Scientific classification
- Kingdom: Animalia
- Phylum: Chordata
- Class: Amphibia
- Order: Anura
- Family: Hylidae
- Genus: Hyloscirtus
- Species: H. elbakyanae
- Binomial name: Hyloscirtus elbakyanae Varela-Jaramillo, Streicher, Venegas & Ron

= Hyloscirtus elbakyanae =

- Genus: Hyloscirtus
- Species: elbakyanae
- Authority: Varela-Jaramillo, Streicher, Venegas & Ron

Species of frog

Hyloscirtus elbakyanae is a species of frog in the family Hylidae. The species is native to the rainforests of Ecuador. It was named after Alexandra Elbakyan in 2025.

==Taxonomy==
Hyloscirtus elbakyanae was first described in 2025, alongside Hyloscirtus dispersus and Hyloscirtus maycu.

The holotype is an adult male, which was collected in Ecuador's Morona-Santiago Province in 2012. It has been registered at elevations of 214-622 m.

The species is known only from the male.

==Distribution==
Hyloscirtus elbakyanae is native to tropical hillside forests and eastern in the Ecuadorian region of the Amazon rainforest. It is found in 11 km2 of rainforest, though there may be undiscovered populations.

==Description==
Hyloscirtus elbakyanae has an average snout-to-vent length of 3.63 cm. Males of the species are larger than the males of Hyloscirtus albopunctulatus and Hyloscirtus maycu.

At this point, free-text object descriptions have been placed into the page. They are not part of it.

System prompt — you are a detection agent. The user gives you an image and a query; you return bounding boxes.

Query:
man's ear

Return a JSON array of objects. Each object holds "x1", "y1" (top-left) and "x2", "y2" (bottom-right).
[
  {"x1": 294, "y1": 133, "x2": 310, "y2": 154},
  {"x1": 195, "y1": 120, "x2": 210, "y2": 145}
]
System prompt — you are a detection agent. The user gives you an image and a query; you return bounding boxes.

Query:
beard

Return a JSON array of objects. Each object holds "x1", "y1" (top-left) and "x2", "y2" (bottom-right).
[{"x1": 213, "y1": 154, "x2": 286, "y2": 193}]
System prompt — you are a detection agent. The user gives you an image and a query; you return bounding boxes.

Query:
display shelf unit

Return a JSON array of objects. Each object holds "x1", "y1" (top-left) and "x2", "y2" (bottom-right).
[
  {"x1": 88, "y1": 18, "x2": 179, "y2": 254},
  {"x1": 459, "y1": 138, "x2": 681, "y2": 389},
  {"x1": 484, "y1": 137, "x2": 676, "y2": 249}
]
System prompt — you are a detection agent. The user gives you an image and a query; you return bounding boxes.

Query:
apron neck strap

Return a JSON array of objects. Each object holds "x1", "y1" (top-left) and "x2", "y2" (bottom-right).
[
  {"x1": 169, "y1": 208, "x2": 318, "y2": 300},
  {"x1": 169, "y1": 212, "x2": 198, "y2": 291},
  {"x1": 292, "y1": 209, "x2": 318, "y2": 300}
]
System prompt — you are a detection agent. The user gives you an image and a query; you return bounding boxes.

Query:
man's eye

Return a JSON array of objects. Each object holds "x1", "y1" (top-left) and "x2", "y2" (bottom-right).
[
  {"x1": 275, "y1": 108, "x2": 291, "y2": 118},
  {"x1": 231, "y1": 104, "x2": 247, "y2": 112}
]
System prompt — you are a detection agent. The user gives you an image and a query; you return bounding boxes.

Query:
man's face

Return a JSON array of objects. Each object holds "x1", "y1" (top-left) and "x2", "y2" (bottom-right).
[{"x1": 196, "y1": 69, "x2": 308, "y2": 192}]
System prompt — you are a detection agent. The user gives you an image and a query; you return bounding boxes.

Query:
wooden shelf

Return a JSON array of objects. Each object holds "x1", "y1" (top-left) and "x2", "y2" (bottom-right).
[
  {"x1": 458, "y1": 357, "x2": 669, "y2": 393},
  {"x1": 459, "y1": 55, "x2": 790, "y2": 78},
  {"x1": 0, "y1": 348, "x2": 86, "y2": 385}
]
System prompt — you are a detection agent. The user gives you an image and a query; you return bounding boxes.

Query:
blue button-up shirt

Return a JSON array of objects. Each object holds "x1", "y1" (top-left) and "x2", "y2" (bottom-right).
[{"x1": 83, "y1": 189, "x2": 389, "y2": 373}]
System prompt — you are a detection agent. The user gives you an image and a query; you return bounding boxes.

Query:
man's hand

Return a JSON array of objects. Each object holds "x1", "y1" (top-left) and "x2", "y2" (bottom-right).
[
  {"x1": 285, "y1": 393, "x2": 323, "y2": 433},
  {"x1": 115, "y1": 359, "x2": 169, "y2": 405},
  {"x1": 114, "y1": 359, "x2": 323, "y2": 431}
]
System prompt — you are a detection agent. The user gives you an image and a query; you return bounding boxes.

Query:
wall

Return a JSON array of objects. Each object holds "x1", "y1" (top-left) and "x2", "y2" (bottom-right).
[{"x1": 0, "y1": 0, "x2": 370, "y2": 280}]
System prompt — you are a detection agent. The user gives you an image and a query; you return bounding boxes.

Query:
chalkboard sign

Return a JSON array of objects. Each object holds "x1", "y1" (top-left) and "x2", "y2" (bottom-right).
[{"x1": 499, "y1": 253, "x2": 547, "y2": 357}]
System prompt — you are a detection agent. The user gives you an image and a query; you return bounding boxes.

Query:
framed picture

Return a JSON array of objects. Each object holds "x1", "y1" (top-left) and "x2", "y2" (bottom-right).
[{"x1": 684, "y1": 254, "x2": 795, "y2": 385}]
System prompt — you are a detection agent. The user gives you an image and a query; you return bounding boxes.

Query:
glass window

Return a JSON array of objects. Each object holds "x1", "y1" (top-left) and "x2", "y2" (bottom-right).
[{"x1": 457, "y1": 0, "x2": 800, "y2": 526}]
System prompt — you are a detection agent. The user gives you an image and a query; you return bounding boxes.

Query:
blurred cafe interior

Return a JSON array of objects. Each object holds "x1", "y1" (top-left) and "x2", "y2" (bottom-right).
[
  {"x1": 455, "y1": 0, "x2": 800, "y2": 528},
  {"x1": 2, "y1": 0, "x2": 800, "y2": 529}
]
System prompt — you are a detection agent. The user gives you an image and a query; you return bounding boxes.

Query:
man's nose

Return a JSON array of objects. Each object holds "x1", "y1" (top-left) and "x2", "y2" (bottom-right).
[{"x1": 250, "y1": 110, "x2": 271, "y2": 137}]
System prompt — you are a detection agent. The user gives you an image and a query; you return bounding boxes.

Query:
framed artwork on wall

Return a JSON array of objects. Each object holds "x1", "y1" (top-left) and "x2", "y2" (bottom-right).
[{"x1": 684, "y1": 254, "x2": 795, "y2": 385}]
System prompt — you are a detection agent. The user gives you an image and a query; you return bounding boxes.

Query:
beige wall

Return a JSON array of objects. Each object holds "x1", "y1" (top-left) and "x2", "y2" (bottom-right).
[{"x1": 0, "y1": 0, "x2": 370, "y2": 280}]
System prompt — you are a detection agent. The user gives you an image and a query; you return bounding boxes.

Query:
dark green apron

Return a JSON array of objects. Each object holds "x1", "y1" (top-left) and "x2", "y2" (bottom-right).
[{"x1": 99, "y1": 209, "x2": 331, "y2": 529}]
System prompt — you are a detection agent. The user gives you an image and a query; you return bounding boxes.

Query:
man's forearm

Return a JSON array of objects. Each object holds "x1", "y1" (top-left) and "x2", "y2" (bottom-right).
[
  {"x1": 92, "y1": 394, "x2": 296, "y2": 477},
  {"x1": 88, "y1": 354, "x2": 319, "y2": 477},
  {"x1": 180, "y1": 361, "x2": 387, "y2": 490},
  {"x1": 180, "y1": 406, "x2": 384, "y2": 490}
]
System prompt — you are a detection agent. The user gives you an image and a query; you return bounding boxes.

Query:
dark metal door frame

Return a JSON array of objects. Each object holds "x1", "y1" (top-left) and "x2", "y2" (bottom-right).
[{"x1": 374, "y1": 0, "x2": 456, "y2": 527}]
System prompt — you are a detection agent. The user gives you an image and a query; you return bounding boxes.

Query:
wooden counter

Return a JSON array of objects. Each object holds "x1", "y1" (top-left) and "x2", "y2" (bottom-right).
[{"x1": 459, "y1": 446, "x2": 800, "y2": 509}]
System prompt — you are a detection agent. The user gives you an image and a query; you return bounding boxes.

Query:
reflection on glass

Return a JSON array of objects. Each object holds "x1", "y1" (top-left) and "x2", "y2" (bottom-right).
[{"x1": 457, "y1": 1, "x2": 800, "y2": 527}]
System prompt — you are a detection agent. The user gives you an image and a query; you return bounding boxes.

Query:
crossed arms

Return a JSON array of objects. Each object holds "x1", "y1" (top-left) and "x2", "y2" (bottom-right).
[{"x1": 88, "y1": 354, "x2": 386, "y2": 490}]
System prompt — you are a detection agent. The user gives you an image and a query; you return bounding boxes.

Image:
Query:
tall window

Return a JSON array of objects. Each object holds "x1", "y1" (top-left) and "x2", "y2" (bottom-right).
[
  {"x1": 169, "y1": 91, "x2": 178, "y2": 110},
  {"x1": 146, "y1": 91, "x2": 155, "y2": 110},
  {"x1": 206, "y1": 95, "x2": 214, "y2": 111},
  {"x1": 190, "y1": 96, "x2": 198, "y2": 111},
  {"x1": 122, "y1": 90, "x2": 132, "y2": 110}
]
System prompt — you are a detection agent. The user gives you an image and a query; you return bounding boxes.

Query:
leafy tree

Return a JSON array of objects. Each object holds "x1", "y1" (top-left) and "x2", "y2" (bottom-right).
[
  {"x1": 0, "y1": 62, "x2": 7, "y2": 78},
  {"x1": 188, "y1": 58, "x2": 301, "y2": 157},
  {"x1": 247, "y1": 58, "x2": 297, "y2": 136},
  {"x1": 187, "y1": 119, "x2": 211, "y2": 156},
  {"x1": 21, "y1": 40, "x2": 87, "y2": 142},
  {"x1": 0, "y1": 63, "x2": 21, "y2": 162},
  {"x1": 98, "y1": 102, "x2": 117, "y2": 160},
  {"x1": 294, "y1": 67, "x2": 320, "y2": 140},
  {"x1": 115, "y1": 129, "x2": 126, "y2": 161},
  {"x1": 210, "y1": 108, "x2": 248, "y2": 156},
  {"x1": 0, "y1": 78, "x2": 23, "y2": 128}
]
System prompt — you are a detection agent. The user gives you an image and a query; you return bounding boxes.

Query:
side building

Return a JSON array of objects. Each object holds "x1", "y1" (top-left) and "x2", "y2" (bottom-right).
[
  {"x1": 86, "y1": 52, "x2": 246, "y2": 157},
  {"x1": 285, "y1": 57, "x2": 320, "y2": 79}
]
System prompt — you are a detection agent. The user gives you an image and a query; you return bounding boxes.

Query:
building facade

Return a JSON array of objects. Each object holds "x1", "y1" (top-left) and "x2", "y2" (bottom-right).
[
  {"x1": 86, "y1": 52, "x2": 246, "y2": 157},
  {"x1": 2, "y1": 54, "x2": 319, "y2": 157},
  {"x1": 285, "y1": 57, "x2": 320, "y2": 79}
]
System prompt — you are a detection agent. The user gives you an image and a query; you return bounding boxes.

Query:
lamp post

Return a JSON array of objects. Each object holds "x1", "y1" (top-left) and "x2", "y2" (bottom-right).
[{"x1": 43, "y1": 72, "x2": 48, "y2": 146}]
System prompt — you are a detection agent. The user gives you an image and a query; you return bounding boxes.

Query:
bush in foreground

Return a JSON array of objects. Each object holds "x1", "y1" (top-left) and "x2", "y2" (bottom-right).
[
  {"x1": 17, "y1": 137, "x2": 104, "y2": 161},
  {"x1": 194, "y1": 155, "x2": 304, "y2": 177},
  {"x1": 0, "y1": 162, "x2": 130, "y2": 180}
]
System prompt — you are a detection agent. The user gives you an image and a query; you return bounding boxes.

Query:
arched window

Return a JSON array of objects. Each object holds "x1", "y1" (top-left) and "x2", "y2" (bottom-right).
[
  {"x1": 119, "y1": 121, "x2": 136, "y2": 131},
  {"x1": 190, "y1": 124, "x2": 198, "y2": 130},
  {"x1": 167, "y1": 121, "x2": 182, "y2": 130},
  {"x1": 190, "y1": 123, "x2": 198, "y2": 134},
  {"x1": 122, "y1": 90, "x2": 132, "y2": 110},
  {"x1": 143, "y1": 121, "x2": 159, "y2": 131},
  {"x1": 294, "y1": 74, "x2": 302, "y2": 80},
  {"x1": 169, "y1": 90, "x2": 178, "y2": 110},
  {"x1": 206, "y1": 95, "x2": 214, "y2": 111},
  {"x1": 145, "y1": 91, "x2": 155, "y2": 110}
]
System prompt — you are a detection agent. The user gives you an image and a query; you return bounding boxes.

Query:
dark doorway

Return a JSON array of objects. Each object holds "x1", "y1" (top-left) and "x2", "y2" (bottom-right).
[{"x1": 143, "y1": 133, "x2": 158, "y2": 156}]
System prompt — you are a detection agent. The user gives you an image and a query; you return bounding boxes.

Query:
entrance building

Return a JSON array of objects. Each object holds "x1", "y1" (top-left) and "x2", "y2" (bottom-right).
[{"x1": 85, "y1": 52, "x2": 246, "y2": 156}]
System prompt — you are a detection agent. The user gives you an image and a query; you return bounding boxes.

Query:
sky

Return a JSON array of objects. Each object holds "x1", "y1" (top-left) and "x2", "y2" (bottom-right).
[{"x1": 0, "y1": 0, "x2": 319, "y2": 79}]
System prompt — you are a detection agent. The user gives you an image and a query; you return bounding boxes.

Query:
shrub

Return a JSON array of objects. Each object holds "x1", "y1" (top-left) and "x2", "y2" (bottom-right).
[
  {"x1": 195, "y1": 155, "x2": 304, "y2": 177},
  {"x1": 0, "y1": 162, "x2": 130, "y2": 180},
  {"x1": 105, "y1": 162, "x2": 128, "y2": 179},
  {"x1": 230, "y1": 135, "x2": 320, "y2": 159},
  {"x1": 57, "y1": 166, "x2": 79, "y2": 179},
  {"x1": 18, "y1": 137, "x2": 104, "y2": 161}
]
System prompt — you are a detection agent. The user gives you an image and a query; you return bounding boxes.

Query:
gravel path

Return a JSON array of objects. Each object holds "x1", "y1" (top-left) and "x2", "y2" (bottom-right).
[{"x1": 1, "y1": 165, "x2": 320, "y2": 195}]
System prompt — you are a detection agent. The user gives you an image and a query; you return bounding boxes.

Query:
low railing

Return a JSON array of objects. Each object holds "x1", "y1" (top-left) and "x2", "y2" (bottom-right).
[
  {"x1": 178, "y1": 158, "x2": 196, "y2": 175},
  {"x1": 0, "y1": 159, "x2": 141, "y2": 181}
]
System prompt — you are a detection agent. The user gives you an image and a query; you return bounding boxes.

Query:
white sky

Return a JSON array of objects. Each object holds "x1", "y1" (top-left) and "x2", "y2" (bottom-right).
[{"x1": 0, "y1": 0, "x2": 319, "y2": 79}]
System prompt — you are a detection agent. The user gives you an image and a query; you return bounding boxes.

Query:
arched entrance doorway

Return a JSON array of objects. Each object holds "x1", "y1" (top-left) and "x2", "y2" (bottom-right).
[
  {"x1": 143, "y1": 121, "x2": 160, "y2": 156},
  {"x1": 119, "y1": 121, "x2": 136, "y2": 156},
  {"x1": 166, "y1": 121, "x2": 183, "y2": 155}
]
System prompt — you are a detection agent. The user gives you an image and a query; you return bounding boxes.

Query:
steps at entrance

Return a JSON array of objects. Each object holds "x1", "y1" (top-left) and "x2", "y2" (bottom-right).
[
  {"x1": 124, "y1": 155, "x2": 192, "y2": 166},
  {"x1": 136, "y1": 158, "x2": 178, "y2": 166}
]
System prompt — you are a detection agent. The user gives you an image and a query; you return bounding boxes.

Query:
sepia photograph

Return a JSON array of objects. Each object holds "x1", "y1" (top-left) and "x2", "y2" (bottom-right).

H. elbakyanae is olive, brownish, or greyish green, and may have white flecks and black spots. The underside, armpits, and groin are silver or brown in colour. The tympanum is round and inconspicuous. The species has conspicuous subarticular tubercles on its hands and feet.

The advertisement call is a single note, repeated in a series of 4-13 calls. The species is nocturnal.

==Etymology==
Hyloscirtus elbakyanae is named after the computer programmer Alexandra Elbakyan. The researchers noted that her website, Sci-Hub, helped them access relevant literature.

"Elbakyan stream frog" has been proposed as a common name for the species.